L’assouplissement de la position de la Cour de cassation et le passage d’une obligation de sécurité de résultat à une obligation de moyens renforcée a permis d’insister auprès des employeurs sur la nécessité de mettre en œuvre les moyens de prévention nécessaires, mais également sur la nécessité de réagir rapidement en cas de dysfonctionnement porté à la connaissance du management. Les employeurs ont en effet réalisé qu’une réaction rapide et adaptée pouvait permettre de limiter leur exposition au risque de condamnation par les juridictions en cas de contentieux.

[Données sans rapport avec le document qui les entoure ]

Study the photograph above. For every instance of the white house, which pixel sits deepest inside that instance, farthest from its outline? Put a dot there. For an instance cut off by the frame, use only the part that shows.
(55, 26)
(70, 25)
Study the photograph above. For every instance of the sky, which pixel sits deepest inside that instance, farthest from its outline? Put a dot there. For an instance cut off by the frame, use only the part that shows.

L’obligation de prévention des risques professionnels se traduit également par une évaluation des risques professionnels, tant physiques par le biais du Document Unique d’Évaluation des Risques Professionnels, que psychosociaux, ces deux documents devant être mis à jour régulièrement.

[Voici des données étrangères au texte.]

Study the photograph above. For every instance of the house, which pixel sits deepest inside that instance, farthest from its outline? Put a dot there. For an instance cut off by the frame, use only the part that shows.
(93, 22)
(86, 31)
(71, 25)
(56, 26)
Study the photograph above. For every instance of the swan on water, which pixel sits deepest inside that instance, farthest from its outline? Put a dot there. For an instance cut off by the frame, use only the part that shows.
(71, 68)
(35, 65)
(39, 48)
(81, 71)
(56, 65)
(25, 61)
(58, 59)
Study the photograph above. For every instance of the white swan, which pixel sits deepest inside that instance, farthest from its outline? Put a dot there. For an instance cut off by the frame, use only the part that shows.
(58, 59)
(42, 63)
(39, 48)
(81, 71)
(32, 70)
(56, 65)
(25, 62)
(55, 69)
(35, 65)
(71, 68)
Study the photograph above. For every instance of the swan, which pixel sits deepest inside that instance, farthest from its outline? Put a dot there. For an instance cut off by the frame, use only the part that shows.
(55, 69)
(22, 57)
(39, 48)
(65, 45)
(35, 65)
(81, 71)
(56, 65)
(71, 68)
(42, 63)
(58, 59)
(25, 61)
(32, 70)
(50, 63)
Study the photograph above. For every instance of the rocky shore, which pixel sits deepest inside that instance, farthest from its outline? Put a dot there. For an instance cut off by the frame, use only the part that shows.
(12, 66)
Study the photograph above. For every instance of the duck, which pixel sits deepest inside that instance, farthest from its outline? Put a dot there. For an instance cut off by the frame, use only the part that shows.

Ces documents prennent une place croissante dans le cadre de l’obligation de prévention et dans le contrôle, notamment pas l’Administration du travail, du respect par l’employeur de ses obligations.
Selon vous, est-ce que le développement de nouvelles formes de travail plus flexibles a pu ou peut avoir un impact sur le contentieux relatif au harcèlement moral ?
Le monde du travail a connu des bouleversements récents, notamment en raison de la multiplication des réorganisations au sein de grandes entreprises, du développement du travail nomade, ou du télétravail.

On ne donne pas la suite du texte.